Les premiers bateaux arrivent, les premiers humains, les premières paroles en direct, les premiers regards. A partir de ce moment là, tout va très vite, trop vite même, car c'est le meilleur moment de cette aventure, que l'on voudrait déguster sans modération. Puis un petit vent de panique souffle sur le bateau car il ne faut pas avoir d'accident, il faut trouver la ligne d'arrivée, parmi les embarcations d'admirateurs, cette bouée que l'on a tellement souhaitée, il n'est pas question de la rater.
La joie, l'euphorie même déclenchée auprès du public, fait prendre conscience de l'énormité de ce que l’on vient d'accomplir car jusqu'à ce moment là, on vit dans la compétition, en regardant devant, sans vraiment regarder le chemin parcouru. Les paroles se font rares, les regards suffisent. On est au bord des larmes à la vue des proches, de l'équipe de préparateurs qui ont leur part dans cette victoire, le sponsor sans qui rien n’aurait été possible.

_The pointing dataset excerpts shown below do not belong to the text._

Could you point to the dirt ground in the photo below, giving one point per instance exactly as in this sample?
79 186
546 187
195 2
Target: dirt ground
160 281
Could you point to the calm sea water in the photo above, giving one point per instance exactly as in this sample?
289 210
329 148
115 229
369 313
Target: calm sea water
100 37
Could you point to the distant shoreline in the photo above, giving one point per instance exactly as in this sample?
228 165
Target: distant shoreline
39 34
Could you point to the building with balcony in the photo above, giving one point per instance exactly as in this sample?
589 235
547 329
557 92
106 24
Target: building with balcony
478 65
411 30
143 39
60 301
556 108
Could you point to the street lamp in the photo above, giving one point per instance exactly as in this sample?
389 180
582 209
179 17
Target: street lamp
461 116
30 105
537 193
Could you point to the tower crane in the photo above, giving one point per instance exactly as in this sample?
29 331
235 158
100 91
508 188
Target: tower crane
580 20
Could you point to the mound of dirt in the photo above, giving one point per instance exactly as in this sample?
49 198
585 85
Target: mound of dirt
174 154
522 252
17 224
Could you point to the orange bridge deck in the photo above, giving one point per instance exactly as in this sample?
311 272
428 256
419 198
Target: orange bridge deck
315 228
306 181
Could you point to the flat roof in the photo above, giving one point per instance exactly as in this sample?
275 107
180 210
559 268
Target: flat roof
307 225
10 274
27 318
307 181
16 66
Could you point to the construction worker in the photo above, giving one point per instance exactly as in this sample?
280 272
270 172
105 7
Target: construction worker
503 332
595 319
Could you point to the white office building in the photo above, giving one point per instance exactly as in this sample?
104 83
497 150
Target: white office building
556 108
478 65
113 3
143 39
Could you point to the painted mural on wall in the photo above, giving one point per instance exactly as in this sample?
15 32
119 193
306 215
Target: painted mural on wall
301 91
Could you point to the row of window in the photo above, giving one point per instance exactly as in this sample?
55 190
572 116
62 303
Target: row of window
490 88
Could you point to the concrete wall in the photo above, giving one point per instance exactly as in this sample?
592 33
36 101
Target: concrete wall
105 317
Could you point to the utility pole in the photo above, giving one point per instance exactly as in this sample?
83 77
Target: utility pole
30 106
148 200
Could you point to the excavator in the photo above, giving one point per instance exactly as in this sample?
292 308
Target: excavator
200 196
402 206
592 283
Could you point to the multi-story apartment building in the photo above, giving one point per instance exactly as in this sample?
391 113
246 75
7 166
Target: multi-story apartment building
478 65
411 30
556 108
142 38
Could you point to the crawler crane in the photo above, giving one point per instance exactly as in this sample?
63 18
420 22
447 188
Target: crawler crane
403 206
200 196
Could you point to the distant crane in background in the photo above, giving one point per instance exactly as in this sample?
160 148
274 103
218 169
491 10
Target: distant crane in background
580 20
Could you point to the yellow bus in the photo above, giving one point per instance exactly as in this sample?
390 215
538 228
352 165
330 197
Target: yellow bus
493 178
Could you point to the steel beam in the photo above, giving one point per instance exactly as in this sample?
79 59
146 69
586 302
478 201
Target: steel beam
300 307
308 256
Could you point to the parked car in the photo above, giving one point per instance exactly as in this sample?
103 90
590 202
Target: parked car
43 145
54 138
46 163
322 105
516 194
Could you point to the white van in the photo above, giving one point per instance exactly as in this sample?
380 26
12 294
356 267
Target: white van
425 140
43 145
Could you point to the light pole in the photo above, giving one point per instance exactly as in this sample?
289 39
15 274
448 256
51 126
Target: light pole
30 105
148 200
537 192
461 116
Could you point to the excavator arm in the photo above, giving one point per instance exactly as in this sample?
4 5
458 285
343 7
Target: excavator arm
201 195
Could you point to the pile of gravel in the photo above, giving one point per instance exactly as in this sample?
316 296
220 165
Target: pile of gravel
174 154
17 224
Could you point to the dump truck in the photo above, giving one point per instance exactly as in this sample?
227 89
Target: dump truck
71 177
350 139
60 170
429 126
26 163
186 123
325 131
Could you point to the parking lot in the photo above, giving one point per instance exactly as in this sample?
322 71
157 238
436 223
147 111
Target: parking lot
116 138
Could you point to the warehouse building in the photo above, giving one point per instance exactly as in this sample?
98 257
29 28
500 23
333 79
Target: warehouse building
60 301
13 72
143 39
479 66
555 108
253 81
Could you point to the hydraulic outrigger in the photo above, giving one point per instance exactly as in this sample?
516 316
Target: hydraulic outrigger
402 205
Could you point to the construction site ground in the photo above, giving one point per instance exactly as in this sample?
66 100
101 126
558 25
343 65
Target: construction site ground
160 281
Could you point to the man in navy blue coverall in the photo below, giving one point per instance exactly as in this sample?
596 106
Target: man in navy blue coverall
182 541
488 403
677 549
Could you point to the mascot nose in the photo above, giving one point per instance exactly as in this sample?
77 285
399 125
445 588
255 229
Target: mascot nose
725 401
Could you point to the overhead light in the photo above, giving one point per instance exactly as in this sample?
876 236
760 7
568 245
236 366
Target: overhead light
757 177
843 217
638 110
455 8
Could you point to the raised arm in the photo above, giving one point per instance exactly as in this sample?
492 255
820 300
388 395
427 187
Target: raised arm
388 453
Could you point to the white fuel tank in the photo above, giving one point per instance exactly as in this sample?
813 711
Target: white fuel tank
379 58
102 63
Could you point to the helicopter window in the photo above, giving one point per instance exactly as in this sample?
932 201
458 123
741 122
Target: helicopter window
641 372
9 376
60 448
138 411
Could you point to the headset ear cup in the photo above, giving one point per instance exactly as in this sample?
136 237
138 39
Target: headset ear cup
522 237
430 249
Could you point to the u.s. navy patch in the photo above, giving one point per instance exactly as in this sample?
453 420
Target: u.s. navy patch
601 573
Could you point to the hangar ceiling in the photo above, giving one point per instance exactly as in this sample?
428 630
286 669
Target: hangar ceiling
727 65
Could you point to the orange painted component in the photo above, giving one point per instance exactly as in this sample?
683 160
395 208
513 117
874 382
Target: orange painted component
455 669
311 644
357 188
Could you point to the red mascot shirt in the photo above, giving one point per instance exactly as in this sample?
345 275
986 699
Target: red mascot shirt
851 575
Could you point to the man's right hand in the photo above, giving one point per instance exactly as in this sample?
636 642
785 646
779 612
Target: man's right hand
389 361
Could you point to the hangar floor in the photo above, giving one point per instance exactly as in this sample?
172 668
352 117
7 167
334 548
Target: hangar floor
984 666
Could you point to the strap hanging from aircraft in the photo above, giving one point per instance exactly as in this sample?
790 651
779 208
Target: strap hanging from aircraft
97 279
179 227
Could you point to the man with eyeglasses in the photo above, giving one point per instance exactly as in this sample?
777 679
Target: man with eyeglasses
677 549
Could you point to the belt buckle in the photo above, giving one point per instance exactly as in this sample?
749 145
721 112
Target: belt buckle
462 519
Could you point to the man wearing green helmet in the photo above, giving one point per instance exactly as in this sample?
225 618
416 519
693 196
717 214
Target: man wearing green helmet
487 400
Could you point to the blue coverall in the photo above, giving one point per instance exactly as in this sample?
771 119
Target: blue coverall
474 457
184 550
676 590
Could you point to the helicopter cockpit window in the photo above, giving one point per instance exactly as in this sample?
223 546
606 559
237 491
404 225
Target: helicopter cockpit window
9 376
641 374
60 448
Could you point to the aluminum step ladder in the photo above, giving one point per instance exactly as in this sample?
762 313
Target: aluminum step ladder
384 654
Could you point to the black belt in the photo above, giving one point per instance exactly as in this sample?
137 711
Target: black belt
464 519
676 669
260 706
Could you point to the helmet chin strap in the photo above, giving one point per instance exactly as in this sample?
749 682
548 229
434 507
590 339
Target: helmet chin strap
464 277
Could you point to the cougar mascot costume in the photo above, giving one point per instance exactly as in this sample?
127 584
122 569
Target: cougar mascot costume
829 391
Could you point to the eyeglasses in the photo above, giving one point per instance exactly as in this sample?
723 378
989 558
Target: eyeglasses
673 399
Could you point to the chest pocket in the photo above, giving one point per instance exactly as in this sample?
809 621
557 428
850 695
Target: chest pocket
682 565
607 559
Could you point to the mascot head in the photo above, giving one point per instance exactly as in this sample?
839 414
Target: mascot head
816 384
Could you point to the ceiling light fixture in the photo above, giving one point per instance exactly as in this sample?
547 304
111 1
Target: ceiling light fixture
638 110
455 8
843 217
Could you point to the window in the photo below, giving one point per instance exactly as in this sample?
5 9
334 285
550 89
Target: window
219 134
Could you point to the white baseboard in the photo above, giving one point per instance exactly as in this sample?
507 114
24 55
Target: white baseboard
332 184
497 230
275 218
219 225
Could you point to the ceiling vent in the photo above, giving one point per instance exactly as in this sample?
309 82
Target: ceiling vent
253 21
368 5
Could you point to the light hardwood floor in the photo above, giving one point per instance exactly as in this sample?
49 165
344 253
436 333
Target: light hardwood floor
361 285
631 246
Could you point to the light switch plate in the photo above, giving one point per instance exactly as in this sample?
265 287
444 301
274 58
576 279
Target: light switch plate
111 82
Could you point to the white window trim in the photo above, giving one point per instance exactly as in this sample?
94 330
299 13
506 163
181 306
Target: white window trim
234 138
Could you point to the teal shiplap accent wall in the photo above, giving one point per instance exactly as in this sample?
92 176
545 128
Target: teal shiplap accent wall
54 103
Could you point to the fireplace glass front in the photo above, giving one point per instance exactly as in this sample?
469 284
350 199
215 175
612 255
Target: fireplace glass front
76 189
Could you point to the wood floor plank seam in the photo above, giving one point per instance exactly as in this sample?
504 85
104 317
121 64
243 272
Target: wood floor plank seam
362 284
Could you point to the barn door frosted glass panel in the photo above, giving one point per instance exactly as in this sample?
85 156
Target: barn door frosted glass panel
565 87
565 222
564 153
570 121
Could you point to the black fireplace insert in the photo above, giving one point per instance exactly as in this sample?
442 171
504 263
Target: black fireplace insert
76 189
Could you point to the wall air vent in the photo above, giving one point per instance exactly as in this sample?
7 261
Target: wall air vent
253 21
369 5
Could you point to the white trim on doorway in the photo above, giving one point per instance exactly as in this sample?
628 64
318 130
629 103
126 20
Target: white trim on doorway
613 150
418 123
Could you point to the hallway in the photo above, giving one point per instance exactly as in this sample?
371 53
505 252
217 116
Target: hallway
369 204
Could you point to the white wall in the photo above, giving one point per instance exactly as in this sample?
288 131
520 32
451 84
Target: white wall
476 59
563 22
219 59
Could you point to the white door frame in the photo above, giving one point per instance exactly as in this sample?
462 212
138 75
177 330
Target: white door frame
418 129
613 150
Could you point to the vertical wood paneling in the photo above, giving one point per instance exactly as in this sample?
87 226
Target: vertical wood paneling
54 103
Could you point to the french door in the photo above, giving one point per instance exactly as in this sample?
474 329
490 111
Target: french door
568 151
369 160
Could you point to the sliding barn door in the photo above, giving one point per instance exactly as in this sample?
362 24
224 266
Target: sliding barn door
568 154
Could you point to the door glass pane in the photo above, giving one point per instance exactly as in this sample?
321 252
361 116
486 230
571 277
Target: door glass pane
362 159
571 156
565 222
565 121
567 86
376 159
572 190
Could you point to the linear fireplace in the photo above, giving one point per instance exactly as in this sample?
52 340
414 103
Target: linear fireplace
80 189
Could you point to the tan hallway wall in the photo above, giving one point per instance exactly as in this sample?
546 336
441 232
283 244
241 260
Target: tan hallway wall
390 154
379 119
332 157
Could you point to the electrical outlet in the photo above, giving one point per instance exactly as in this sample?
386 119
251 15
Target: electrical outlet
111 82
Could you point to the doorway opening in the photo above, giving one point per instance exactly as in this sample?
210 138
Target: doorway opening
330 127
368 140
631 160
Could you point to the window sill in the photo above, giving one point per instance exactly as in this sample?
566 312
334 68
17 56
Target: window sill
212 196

La ligne est franchie, les équipiers montent à bord, notre petit monde dans lequel on a passé plus de trois mois est violé et disparaît en un clin d'œil. On est sur un nuage gonflé à l'hélium, le choc est violent, passer d une profonde solitude, à un bain de foule en quelques minutes est douloureux. Les paroles avec les proches ne viennent pas, le décalage est trop grand, il faudra quelques jours pour se retrouver.
La remontée du chenal, l'arrivée au ponton, curieusement, on a l’impression d'être partie hier. La traditionnelle bouteille de champagne, puis vient le moment le plus fort de la journée: la séparation entre le skipper et son bateau. Cet instant ne dure que quelques secondes, mais la rupture est déchirante, entre le marin et la machine qui ne faisait plus qu'un. Vous remarquerez qu'une fois sur le ponton les navigateurs se retournent et lancent un dernier regard complice à leur monture, avant d'être pris dans le tourbillon de la foule en délire.
Une tranche de vie inoubliable se termine pour le navigateur, une autre commence, celle des relations publiques.
Quant à moi, je vous donne rendez vous dans quatre ans, sur la ligne de départ de ce tour du monde le plus fou.